A ransomware preparedness assessment can help ensure the organization has a strong security posture to prevent and contain ransomware attacks. Some key questions the organization should seek to answer include:

  • How can the organization identify malicious actors on the AD infrastructure and differentiate them from organizational assets? Does the security team have the tools to separate legitimate queries to AD from malicious ones?
  • How does the business prevent the use of tools like Bloodhound or Mimikatz? Should the EPP/EDR solution contain or alert when malicious tools like these are used?
  • How can the security team identify when exposed credentials on other endpoints are vulnerable to exploit?
  • How can the organization restrict connectivity and trust relationships within AD across different areas of the company to prevent the spread of ransomware attacks?
  • What tools are available to identify when attackers are exploiting privileged accounts, such as AD domain admins, service accounts, or shadow admins possessing privileges at the endpoints?
  • Is the business currently able to protect data from tampering by unauthorized programs or ransomware?
  • How can the security team isolate the attack source when investigation confirms the presence of domain controller enumeration or “credential dumping” events?

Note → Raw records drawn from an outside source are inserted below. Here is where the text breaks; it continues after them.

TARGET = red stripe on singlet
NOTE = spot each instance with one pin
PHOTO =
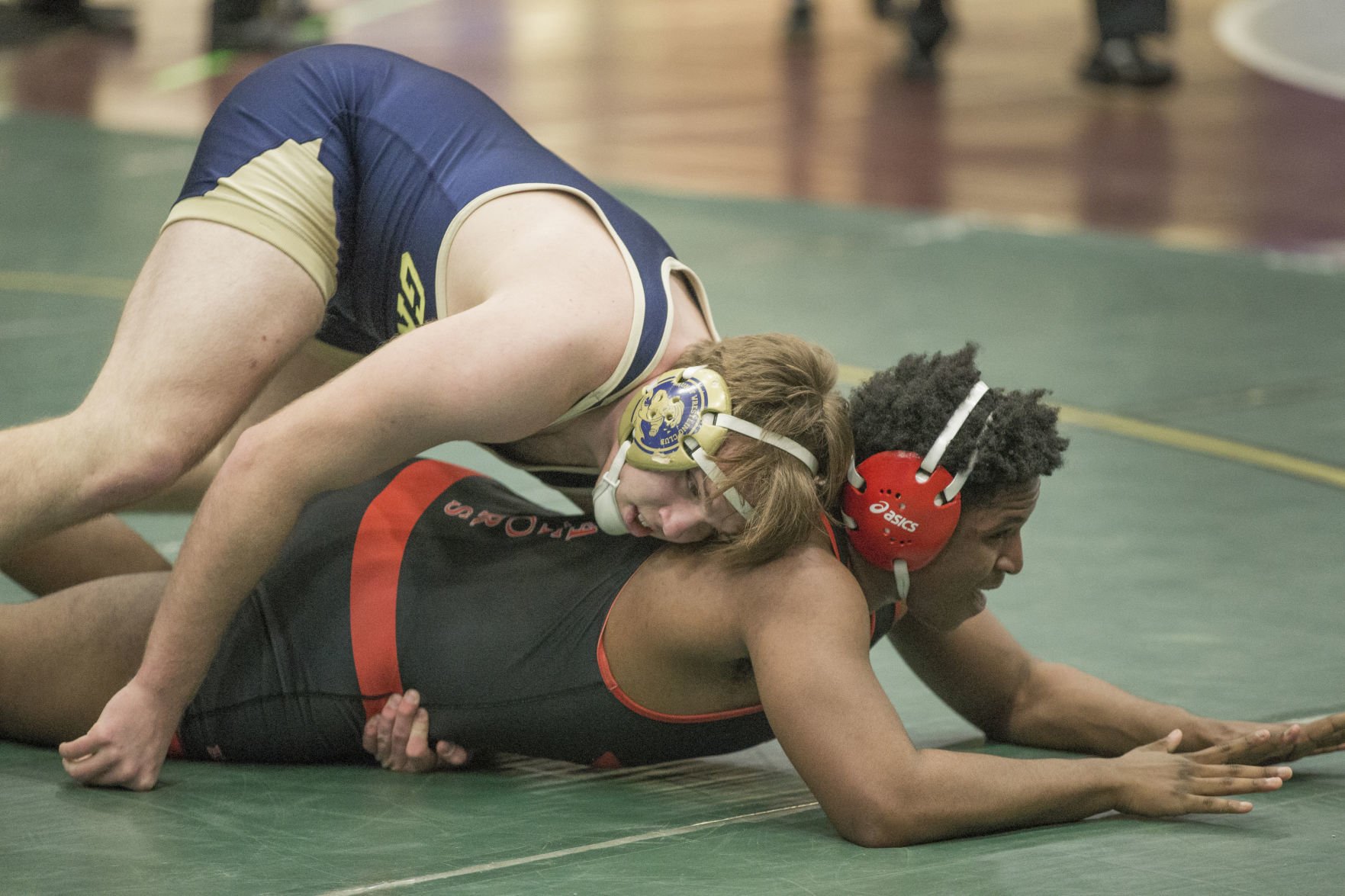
(375, 568)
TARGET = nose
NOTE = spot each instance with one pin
(1010, 557)
(684, 522)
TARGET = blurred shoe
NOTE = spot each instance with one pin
(269, 34)
(1122, 61)
(927, 26)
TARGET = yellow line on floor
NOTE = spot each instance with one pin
(1200, 445)
(65, 284)
(1173, 438)
(573, 850)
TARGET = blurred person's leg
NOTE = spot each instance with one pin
(1122, 56)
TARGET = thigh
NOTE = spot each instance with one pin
(310, 368)
(214, 313)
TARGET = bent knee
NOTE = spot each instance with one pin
(130, 467)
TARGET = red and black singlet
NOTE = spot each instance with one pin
(437, 579)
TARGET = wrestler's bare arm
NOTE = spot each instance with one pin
(987, 677)
(810, 650)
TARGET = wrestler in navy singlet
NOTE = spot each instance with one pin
(439, 579)
(361, 165)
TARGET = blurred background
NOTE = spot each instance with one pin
(1244, 147)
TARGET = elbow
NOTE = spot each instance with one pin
(879, 824)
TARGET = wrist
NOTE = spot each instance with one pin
(1108, 783)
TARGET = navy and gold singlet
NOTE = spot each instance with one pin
(439, 579)
(361, 165)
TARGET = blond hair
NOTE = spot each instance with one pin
(784, 385)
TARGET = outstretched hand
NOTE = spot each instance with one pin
(398, 739)
(1282, 743)
(1157, 781)
(127, 746)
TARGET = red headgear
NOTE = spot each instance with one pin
(900, 509)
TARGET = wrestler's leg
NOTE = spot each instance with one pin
(95, 549)
(314, 365)
(211, 318)
(65, 656)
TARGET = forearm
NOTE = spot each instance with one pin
(948, 794)
(1063, 708)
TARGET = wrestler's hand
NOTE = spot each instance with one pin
(398, 739)
(1156, 781)
(127, 746)
(1285, 743)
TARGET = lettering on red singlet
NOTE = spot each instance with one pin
(520, 526)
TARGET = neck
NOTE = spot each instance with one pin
(879, 586)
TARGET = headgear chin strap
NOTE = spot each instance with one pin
(674, 424)
(900, 509)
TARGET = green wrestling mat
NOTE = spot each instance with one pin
(1211, 582)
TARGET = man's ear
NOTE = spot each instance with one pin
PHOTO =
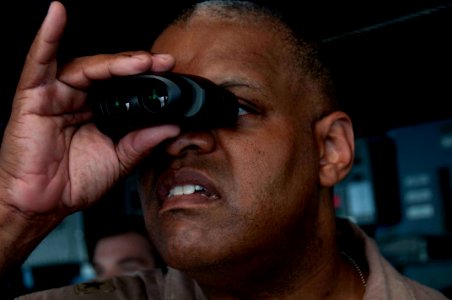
(335, 140)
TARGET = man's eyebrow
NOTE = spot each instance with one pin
(230, 83)
(131, 259)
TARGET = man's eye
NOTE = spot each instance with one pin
(245, 109)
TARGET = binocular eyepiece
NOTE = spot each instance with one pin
(124, 104)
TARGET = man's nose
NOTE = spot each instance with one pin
(192, 141)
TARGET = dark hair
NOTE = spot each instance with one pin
(306, 64)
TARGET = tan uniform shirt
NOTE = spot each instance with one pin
(383, 283)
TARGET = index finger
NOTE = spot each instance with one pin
(40, 65)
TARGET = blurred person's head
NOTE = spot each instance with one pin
(123, 251)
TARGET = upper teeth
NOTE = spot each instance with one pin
(187, 189)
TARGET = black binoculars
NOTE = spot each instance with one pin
(124, 104)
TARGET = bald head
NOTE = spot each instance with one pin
(301, 55)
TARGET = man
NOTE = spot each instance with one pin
(123, 250)
(254, 219)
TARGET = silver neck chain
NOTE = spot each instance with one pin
(357, 268)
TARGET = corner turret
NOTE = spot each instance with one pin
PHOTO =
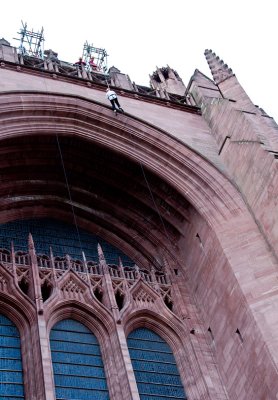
(167, 79)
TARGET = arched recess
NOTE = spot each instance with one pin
(177, 337)
(154, 366)
(18, 310)
(11, 371)
(100, 322)
(143, 178)
(77, 362)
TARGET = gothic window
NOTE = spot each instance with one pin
(11, 375)
(77, 363)
(154, 366)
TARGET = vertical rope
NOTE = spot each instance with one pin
(69, 193)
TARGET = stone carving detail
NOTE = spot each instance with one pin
(72, 289)
(219, 70)
(142, 297)
(3, 284)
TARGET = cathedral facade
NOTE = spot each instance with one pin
(138, 251)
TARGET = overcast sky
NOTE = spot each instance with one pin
(139, 35)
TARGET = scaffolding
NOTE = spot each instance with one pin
(31, 43)
(95, 58)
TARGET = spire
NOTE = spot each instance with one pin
(219, 70)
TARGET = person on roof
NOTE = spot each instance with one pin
(113, 98)
(92, 64)
(79, 63)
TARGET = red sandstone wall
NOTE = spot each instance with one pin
(242, 358)
(188, 127)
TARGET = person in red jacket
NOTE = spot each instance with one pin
(79, 63)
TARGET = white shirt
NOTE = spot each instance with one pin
(111, 95)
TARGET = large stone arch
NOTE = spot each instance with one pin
(36, 115)
(207, 228)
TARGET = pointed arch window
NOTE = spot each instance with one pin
(11, 375)
(77, 363)
(154, 366)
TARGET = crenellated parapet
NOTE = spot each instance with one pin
(220, 71)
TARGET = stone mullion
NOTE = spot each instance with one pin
(45, 362)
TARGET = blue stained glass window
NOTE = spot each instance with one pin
(61, 237)
(11, 375)
(154, 366)
(77, 363)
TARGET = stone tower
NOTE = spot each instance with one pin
(138, 251)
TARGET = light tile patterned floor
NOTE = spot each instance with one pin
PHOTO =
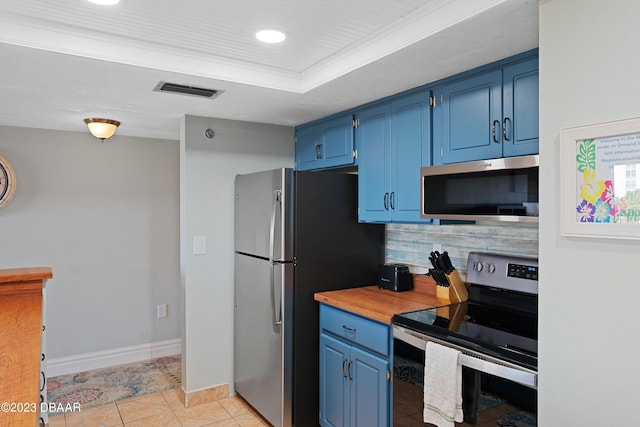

The SentinelOne Singularity™ Identity Solution

The SentinelOne Singularity™ Identity solution works with existing security controls to address the ransomware problem. Good EDR solutions detect most ransomware variants in use today. However, should attackers find a way through the organization’s first line of defense, Singularity™ Identity provides detection capabilities for discovery, lateral movement, privilege escalation, and data gathering activities used in ransomware attacks.

Singularity™ Identity offers coverage across different layers including the network, endpoint, data, applications, and AD, providing early and accurate detection while preventing attackers from accessing sensitive or critical data, credentials, and other objects.

The Singularity™ Identity solution prevents attackers from breaking out of a compromised system by restricting their ability to conduct reconnaissance or move laterally to production assets. Further, it denies cyber adversaries the ability to discover or list domain controllers, domain memberships, group privileges, and other AD objects while providing early and accurate alerts on the activity. It returns data that leads the adversaries to decoys for engagement, identifying their tactics, technique, and procedures and providing telemetry on the tools they used to extract the data from AD.

Simply put, the solution immediately misdirects and misinforms the adversaries as soon as they look or attempt to move around, diverting them to the decoy environment and reducing the impact on production infrastructure. Singularity Identity also provides detailed event data, displays visual attack replays, and collects forensic evidence for analysis and threat intelligence development to raise the security posture and defend against subsequent attacks.

Finally, Singularity™ Identity’s concealment capability hides and denies access to local files, folders, removable devices, and mapped network or cloud shares, preventing adversaries from enumerating, accessing, encrypting, or even exfiltrating them from the organization. Simultaneously, the solution maps fake file shares that lead to decoy servers for the ransomware to discover and encrypt. As the malware attempts to encrypt the data it finds, the Identity solution rate-limits the connection and feeds the ransomware with endless streams of data to encrypt. This delay stalls the attack, giving the security teams time to isolate infected systems and stop further damage quickly.


Protecting against modern ransomware attacks takes preparation and overlapping security controls that provide a layered defense that sophisticated attackers must penetrate undetected. Deploying the SentinelOne Singularity™ Identity solution as a layer in that defensive strategy enhances existing security controls while providing unique denial, detection, and derailment functions to elevate the security posture and harden the organization against ransomware attacks.